—Donald Trump was elected the 45th president of the United States, stunning the American political establishment by defeating Hillary Clinton, the heavy favorite, to win. More here
—Demonstrations broke out across the country Wednesday evening, protesting Trump’s victory. More here
—We’re live-blogging the news stories of the day below. All updates are in Eastern Standard Time (GMT -5).
Demonstrations broke out across the country Wednesday evening, protesting the election of Donald Trump for president.
In Chicago, thousands marched through the downtown area, crossing the Chicago River, and chanting, “Don’t give in to racist fear, Muslims are welcome here,” outside the Wabash Avenue building named after the president-elect.
In New York, thousands more gathered in Midtown, at times chanting, “Not my president,” and carrying signs for gay rights and environmental issues.

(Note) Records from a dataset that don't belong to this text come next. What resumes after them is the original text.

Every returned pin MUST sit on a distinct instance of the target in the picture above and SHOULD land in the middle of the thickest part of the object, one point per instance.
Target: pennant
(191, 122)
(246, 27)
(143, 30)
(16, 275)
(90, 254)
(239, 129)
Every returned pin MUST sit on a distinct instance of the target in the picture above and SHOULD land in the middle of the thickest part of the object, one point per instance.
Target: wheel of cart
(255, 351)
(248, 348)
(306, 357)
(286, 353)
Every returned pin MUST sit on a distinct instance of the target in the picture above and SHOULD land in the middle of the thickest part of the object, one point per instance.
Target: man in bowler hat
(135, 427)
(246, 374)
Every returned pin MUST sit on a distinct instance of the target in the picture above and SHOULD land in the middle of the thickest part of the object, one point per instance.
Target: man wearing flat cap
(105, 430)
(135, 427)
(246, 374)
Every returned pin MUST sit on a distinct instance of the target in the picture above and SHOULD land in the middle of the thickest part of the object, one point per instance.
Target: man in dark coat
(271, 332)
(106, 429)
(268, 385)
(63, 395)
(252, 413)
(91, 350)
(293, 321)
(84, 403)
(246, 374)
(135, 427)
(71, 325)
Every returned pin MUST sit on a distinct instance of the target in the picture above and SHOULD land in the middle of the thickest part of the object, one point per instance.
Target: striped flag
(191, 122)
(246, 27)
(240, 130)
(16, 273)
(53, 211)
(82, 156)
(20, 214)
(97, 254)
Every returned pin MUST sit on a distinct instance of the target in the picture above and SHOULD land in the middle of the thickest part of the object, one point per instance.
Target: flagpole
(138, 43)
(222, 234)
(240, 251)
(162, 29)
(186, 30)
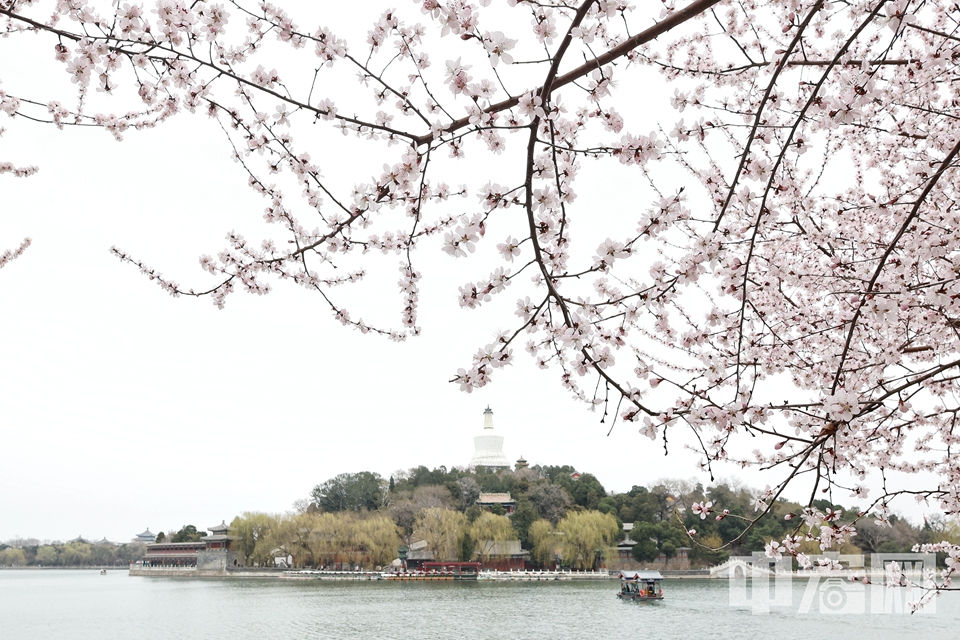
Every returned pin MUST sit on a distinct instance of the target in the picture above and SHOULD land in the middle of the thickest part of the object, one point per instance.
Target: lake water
(83, 605)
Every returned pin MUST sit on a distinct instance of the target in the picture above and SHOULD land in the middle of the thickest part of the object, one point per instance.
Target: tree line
(560, 515)
(68, 554)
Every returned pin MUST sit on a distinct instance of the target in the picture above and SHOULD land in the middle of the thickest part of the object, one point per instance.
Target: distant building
(211, 554)
(488, 447)
(487, 501)
(145, 537)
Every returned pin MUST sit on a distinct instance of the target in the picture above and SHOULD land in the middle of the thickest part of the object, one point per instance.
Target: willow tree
(443, 531)
(769, 259)
(585, 537)
(489, 531)
(379, 538)
(546, 542)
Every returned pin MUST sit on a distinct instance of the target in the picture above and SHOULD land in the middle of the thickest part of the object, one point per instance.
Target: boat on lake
(640, 585)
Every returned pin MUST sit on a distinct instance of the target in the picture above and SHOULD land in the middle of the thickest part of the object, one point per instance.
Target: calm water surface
(83, 605)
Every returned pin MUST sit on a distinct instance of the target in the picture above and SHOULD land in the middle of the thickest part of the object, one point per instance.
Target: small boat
(640, 585)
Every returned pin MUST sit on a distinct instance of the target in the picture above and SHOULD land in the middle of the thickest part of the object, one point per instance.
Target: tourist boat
(640, 585)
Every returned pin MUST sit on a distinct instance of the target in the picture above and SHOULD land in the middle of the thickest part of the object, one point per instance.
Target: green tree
(12, 556)
(251, 529)
(546, 542)
(585, 537)
(188, 533)
(352, 492)
(380, 539)
(525, 515)
(489, 530)
(443, 531)
(47, 555)
(654, 539)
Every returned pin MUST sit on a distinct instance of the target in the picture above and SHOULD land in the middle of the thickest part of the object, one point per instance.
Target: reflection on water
(83, 605)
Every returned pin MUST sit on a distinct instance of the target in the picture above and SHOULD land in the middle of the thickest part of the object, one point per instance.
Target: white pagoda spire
(488, 446)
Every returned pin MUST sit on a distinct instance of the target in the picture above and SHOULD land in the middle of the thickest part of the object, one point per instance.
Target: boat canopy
(640, 575)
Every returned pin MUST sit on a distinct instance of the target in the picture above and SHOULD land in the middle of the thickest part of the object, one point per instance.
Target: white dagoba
(488, 446)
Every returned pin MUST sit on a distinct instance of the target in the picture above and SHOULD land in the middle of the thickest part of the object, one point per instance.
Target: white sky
(123, 408)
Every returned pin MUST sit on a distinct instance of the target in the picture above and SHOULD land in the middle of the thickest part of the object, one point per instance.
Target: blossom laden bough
(784, 272)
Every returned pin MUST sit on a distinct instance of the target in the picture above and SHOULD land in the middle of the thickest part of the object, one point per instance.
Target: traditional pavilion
(210, 553)
(488, 447)
(145, 537)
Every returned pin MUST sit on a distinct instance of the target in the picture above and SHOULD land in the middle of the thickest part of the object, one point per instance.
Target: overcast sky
(122, 408)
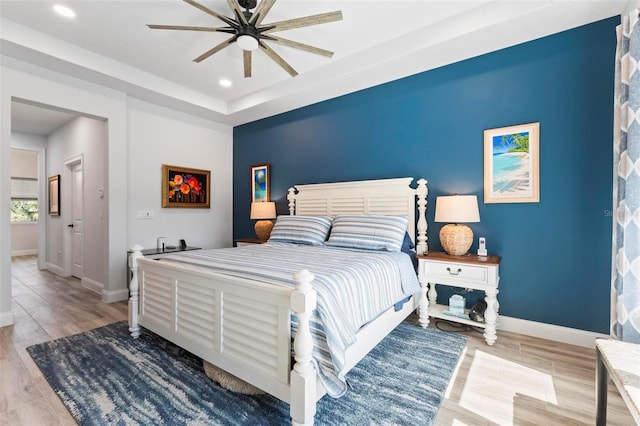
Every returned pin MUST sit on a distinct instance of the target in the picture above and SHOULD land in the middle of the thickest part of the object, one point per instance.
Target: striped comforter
(353, 288)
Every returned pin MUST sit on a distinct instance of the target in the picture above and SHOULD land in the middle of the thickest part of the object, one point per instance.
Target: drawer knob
(454, 273)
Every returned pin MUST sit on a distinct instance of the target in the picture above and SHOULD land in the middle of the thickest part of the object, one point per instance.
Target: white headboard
(381, 196)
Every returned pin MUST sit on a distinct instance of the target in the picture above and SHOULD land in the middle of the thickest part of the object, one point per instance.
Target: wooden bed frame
(243, 326)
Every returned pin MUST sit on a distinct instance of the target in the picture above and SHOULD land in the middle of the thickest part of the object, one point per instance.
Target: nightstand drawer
(448, 272)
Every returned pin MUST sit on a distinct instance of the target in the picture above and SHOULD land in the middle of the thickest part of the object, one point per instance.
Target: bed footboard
(241, 326)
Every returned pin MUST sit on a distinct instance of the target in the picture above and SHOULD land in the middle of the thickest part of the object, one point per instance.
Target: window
(24, 200)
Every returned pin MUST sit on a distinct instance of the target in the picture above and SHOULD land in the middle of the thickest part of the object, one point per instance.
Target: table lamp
(262, 211)
(455, 237)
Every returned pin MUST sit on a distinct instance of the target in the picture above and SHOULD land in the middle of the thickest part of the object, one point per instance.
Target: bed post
(303, 376)
(134, 328)
(421, 191)
(291, 196)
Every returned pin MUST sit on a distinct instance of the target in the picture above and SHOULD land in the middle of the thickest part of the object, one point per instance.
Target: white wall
(163, 136)
(129, 127)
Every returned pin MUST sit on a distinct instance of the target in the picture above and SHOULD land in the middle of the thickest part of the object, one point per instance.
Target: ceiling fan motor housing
(247, 4)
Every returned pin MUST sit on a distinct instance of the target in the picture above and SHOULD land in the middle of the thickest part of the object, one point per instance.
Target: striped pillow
(311, 230)
(370, 232)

In Boston, police say 10,000 protesters marched from the Massachusetts Statehouse to Copley Square, yelling, “We will not be silenced,” and waving signs that said, “He Will Never Be My President.”
Protesters flooded the streets of several other cities nationwide, blocking highways in Austin, crowding the steps of Los Angeles City Hall, and disrupting classes in Des Moines, Iowa. Demonstrators also took to the streets of Oakland, Seattle, and Portland.
Emergency-service workers inspect the damage of a tram collision in Croydon, south London on November 9. (Neil Hall / Reuters)
At least seven people have died and dozens more injured after a tram derailed Wednesday morning in Croydon, south of London.
The tram was traveling from New Addington to Wimbledon via Croydon “at a significantly higher speed than is permitted” when it derailed off a sharp curve, the Rail Accident Investigation Branch (RAIB) said Wednesday in a statement. The driver, a 42-year-old man from Beckenham, was arrested on suspicion of manslaughter, according to British Transport Police.
An estimated 51 people were taken to the hospital, the London Ambulance Service said Wednesday afternoon. Of the tram’s passengers, at least seven people were killed—a number Sadiq Khan, the London mayor, warned “may well increase.”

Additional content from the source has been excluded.